SOUTHERN REPORT
         

Louisville's Slugger Stadium is a focal point of the city's riverfront redevelopment.

 

     
 

Louisville’s New Outdoor Living Room

By Mike Kimmel and Patti Clare

Only a generation ago, Louisville, Kentucky, residents effectively turned their backs on the waterfront, abandoning it to low-level uses such as junkyards and scrap metal operations. At the time, the decision to construct a six-lane, elevated interstate highway that cut the city off from the river failed to raise concerns — simply because the community could not envision a better use for the riverfront land.

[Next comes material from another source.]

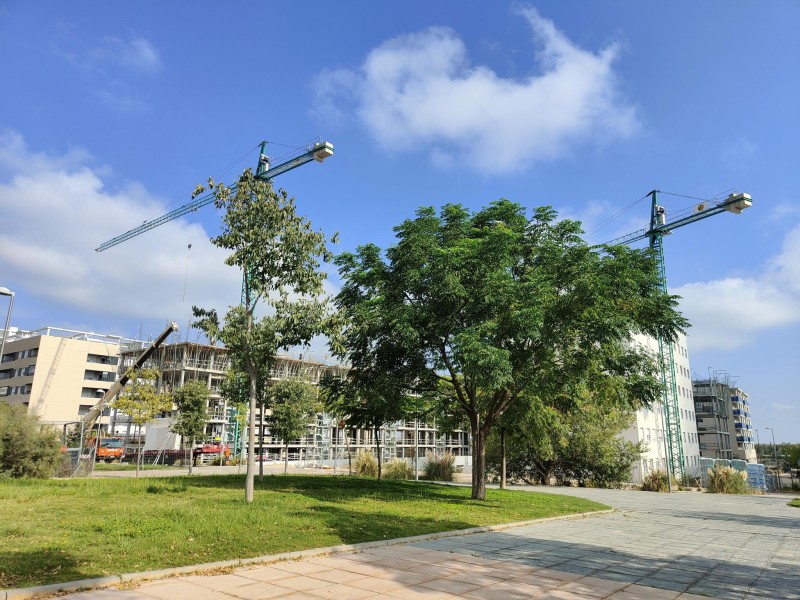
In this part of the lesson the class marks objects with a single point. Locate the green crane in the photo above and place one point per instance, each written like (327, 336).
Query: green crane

Today, a scant 20 years later, that same land is transformed into an urban park on the edge of Louisville’s downtown, designed by Hargreaves Associates. Waterfront Park has become the outdoor living room for residents of all ages, races and neighborhoods. An estimated 1.25 million visitors a year come to the park for concerts, fireworks shows and festivals, or just to visit its playgrounds, scenic walkways and fountains. The Slugger Field baseball stadium drew an average of 668,000 paid admissions in its first two seasons.  

The park and the stadium rejuvenated the entire waterfront of the city — spawning millions of dollars of private sector investment in the renovation and rehabbing of nearby buildings and increasing the number of employees and residents in the area. Before the project, approximately 200 employees worked on the site in jobs such as heavy equipment operators, laborers, caretakers, office workers and managers. Now, more than 5,000 skilled and professional workers have jobs in the immediate vicinity of the park — from executives to baseball players to horse-and-carriage drivers.

A river walk winds from the park westward along the river. A new condominium high-rise was built by the river and a nationally-acclaimed outdoor skate park opened in 2002.

Environmental Challenges
Building Waterfront Park and Slugger Field required the acquisition and remediation of 72 acres along the Ohio River — 54 acres for the park and 18 acres for the stadium.